A simple way to understand crypto values and risks

Let us create a new crypto -”IdeaCoin” and put it on a blockchain. What is a blockchain? Blockchain is a distributed database of records of transactions. Let us create a transaction where we transfer 1 IdeaCoin from an address X owned by a person A to an address Y owned by a person B. Now, persons A, B and miners have IdeaCoins. Do these IdeaCoins have values? No. At this stage IdeaCoins have no values, because they have no practical utilities. They just abstract numbers/information recorded in the distributed database -blockchain.

Suppose that all parties AGREED to exchange IdeaCoins for bananas with the exchange rate equal to 1 banana per 1 IdeaCoin. Now, for the reason that we can exchange abstract IdeaCoins with real bananas IdeaCoins have values. The value is called -derived value, because it is derived from the underlying asset (banana) via the exchange mechanism. Where is a risk in this system? The risk is that a party with bananas will not exchange our IdeaCoins for bananas at some point in time. This risk is called a counter party risk.

Is IdeaCoin a currency/money? No. The underlying asset in this case (banana) has no properties of money/currency. For IdeacCoin to be a currency we need to connect it to some asset, which has properties of a currency.

Suppose that all parties AGREED to exchange IdeaCoins for dollars with the rate of 1 IdeaCoin to 1 dollar. Now, IdeaCoins have derived properties of the currency/money and can be used as such.

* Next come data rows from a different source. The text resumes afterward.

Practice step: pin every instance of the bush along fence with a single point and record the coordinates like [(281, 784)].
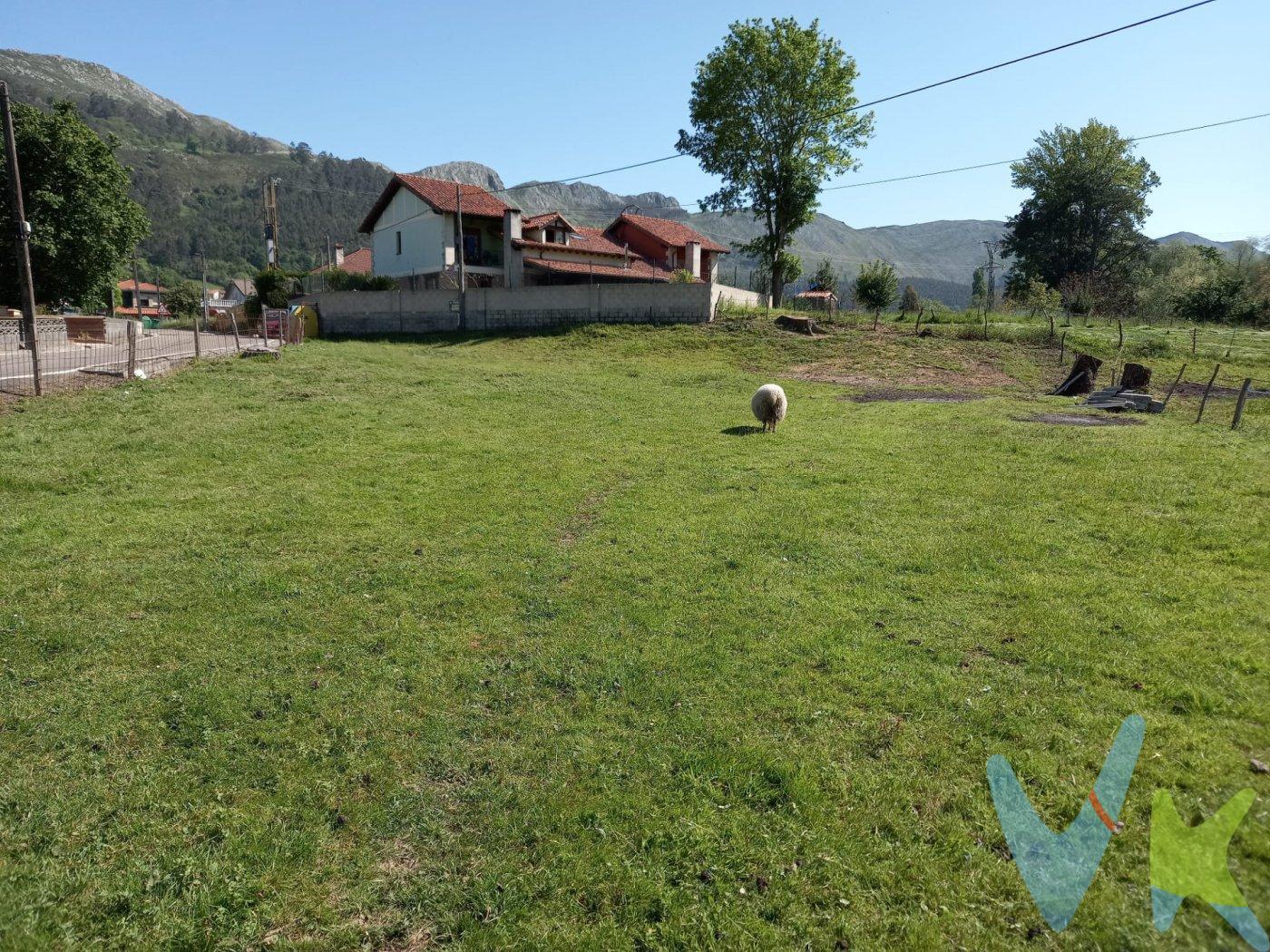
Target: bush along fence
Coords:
[(80, 351)]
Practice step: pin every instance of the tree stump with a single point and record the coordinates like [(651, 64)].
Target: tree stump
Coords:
[(1134, 376), (1085, 372), (799, 325)]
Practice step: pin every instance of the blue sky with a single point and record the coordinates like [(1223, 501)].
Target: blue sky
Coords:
[(554, 91)]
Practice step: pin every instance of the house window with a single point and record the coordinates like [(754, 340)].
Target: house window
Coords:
[(472, 247)]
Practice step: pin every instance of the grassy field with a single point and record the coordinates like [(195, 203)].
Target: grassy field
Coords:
[(532, 641)]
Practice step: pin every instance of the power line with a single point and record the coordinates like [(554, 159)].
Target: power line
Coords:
[(894, 95), (1007, 161), (1029, 56)]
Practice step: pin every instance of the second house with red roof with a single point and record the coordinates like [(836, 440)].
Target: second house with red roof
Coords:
[(416, 238)]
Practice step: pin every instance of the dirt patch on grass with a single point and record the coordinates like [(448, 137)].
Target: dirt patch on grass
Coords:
[(975, 374), (1080, 421), (914, 396)]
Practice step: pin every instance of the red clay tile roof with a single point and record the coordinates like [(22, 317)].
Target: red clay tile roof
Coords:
[(670, 232), (591, 241), (639, 269), (356, 262), (542, 221), (438, 194)]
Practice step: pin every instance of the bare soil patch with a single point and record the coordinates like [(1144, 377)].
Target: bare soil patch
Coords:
[(975, 374), (913, 396), (1080, 421)]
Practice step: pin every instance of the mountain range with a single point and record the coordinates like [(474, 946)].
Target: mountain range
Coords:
[(200, 180)]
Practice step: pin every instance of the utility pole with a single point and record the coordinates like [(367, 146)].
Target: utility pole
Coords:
[(459, 254), (992, 273), (990, 298), (22, 245), (202, 262), (270, 222)]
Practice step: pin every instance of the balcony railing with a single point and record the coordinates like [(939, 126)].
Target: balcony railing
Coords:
[(483, 259)]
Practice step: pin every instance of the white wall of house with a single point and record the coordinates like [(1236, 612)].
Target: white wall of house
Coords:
[(425, 238)]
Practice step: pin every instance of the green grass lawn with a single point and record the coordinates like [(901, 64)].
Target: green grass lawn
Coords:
[(513, 641)]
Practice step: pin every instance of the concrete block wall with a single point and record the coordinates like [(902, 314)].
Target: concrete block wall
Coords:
[(381, 313), (739, 296)]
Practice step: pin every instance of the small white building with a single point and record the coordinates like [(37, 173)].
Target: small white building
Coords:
[(413, 234)]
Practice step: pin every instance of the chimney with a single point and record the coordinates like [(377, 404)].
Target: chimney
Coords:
[(513, 259), (692, 256)]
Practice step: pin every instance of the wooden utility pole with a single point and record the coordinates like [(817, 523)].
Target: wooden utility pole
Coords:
[(202, 262), (990, 298), (158, 302), (22, 244), (459, 254), (272, 226), (136, 286)]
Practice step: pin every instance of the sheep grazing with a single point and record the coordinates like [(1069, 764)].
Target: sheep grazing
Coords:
[(768, 405)]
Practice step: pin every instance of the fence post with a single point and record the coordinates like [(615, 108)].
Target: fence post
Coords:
[(1204, 399), (1238, 406), (1170, 393), (132, 346)]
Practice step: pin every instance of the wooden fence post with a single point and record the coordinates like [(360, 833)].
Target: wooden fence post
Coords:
[(1238, 405), (132, 346), (1204, 399), (1177, 381)]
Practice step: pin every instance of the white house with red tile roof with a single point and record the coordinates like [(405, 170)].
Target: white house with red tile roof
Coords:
[(148, 295), (669, 244), (413, 228), (413, 232), (359, 260)]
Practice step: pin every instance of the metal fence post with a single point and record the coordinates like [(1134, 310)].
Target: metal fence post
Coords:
[(1203, 402), (1238, 406), (132, 348)]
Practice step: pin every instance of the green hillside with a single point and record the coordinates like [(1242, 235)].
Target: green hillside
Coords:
[(200, 178)]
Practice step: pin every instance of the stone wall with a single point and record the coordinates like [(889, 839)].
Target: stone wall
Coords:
[(380, 313)]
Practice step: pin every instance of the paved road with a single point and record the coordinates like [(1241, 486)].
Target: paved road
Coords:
[(61, 361)]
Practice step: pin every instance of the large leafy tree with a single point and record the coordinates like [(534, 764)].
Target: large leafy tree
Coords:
[(1089, 199), (826, 278), (75, 192), (774, 116), (876, 287)]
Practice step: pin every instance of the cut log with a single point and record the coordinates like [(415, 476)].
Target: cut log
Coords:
[(797, 324), (1085, 374), (1134, 376)]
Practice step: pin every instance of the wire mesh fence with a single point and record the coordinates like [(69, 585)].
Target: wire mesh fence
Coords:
[(85, 351)]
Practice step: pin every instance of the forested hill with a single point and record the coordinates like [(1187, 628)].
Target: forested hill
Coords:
[(200, 178)]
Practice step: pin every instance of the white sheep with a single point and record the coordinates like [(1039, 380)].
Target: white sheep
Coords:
[(768, 405)]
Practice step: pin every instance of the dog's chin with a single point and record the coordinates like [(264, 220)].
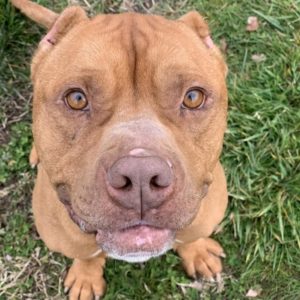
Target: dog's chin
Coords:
[(138, 257), (136, 243)]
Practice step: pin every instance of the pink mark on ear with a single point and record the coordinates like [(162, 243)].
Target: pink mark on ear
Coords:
[(209, 42), (48, 38)]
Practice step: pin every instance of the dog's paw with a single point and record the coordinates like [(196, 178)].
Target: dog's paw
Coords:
[(84, 280), (202, 257)]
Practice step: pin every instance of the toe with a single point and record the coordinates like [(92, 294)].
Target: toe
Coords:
[(214, 264), (214, 247), (86, 292), (202, 268)]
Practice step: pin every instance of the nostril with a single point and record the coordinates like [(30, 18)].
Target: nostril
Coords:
[(127, 185), (154, 182), (159, 181)]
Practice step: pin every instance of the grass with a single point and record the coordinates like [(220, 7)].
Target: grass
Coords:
[(261, 230)]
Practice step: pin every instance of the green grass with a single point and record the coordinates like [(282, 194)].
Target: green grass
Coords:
[(261, 231)]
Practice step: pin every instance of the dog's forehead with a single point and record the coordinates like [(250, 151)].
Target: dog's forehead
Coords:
[(130, 38)]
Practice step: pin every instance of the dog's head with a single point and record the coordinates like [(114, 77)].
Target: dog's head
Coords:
[(128, 119)]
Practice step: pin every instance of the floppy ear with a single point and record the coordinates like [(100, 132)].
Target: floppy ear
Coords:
[(58, 24), (197, 23), (36, 12)]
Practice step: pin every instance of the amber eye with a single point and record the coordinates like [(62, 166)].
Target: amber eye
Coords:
[(193, 99), (76, 100)]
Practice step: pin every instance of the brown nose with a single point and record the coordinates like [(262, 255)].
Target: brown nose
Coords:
[(140, 183)]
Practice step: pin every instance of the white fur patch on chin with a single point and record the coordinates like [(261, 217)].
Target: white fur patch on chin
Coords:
[(137, 257)]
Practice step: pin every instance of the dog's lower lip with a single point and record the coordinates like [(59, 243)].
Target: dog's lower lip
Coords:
[(135, 239)]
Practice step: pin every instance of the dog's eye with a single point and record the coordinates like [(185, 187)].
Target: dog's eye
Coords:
[(76, 100), (193, 99)]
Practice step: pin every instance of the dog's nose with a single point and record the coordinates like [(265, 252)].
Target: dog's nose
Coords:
[(140, 183)]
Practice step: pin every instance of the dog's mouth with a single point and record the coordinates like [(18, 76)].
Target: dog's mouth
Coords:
[(135, 243)]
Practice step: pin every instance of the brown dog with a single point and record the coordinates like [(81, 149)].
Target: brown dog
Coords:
[(128, 120)]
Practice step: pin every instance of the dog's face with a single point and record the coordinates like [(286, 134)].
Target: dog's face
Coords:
[(129, 117)]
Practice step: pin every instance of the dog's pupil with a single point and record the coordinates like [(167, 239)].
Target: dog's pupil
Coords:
[(192, 96), (78, 97)]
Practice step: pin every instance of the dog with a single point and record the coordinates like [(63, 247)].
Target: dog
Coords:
[(129, 113)]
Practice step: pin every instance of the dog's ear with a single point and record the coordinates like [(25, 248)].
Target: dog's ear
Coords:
[(58, 26), (197, 23), (36, 12)]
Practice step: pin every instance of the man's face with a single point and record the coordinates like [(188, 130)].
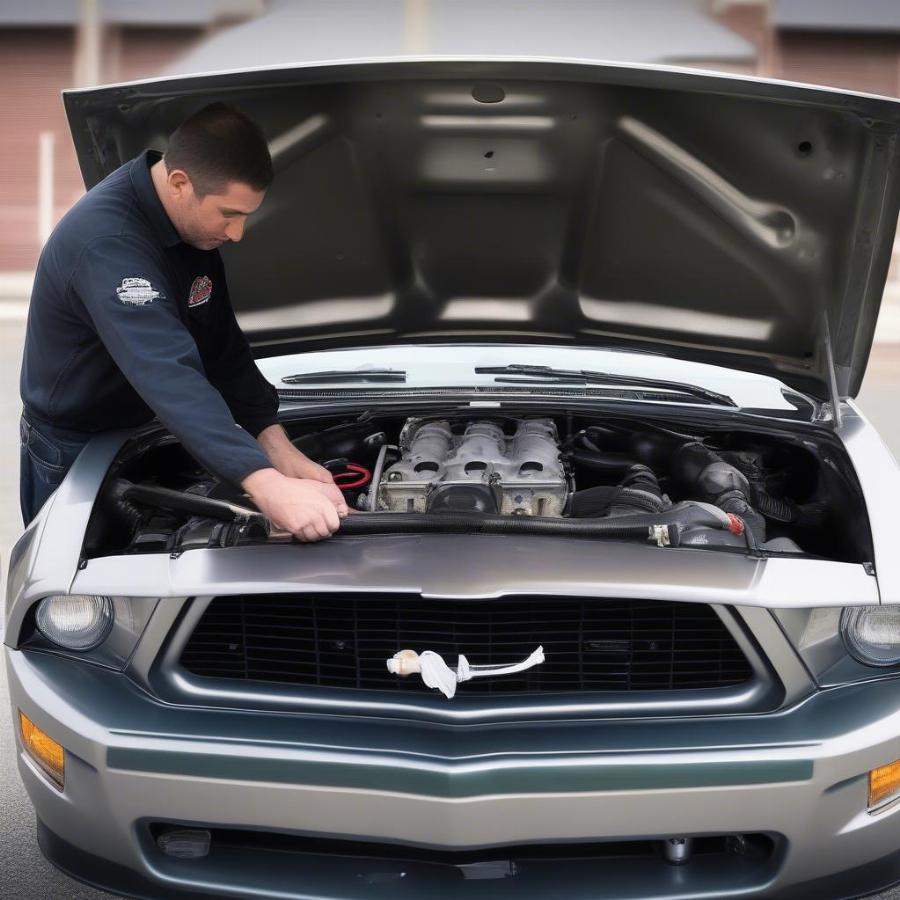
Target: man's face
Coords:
[(210, 221)]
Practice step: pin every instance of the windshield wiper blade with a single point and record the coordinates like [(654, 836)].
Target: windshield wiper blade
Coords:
[(371, 376), (530, 374)]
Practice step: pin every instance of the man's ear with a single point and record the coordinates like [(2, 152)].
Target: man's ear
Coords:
[(179, 183)]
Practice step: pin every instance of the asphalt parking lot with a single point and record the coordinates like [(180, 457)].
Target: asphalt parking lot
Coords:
[(23, 871)]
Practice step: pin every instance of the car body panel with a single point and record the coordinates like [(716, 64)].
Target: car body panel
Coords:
[(799, 773), (724, 219)]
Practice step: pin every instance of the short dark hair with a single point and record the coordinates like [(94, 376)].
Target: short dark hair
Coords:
[(219, 144)]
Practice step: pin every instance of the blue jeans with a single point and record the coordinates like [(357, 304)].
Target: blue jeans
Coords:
[(46, 453)]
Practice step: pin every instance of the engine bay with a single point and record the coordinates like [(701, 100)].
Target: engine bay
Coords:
[(763, 491)]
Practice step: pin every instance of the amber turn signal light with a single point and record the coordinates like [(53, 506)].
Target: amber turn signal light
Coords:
[(46, 753), (884, 784)]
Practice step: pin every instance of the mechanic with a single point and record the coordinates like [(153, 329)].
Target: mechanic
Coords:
[(130, 317)]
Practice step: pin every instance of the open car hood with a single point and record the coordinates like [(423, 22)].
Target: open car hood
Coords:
[(716, 218)]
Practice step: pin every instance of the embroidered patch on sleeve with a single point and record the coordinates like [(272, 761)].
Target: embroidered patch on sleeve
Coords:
[(201, 291), (137, 292)]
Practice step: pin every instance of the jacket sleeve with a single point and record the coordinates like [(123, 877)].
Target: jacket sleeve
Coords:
[(132, 304), (252, 399)]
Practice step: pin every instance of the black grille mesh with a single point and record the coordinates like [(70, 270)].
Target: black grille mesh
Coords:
[(343, 641)]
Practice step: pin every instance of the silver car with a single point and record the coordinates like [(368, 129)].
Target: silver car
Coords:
[(618, 611)]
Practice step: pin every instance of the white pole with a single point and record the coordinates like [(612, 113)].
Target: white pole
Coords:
[(415, 27), (45, 185), (88, 58)]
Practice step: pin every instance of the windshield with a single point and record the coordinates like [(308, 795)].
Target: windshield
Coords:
[(442, 366)]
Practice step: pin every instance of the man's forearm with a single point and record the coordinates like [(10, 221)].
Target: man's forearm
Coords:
[(287, 459), (274, 440)]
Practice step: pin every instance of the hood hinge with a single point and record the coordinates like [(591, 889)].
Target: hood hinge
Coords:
[(831, 410)]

A blockchain also has it own properties (transparency, speed, etc.), which combined with the derived properties of the underlying asset (in our case dollar) creates a new value (improvements), which is called a synergistic value (from the effect of synergy between the components of this system.)

As we can see from examples above, cryptos have no intrinsic positive values, but they have derived and synergistic values.

Short term risks (failures, hacks, frauds, scams, etc.) are well known, therefore we will not consider these risks here. Instead, let us concentrate our attention on the most important long term risks, because long term risks are not widely known even among crypto experts. The counter party risk is the first important long term risk in cryptos.

The second important long term risk is political risk. Governments have monopolies on money, therefore they will eliminate any competitor which will pose any threat to these monopolies. When CBDCs will be implemented by governments all cryptos, competing with CBDCs, will be eliminated.

The third important long term risk is technological risk. Modern quantum computers could brake cryptographic algorithms on which cryptos are based very soon (see [1] ). According to the U.S. Department of Homeland Security a fault-tolerant quantum computer could be capable of breaking current encryption used for Public Key Cryptography as soon as 2030 ( see [2]).



1. Cryptos have no intrinsic positive values, but they have derived and synergistic values.

2. The most important long term risks in cryptos are: counter party, political, and technological.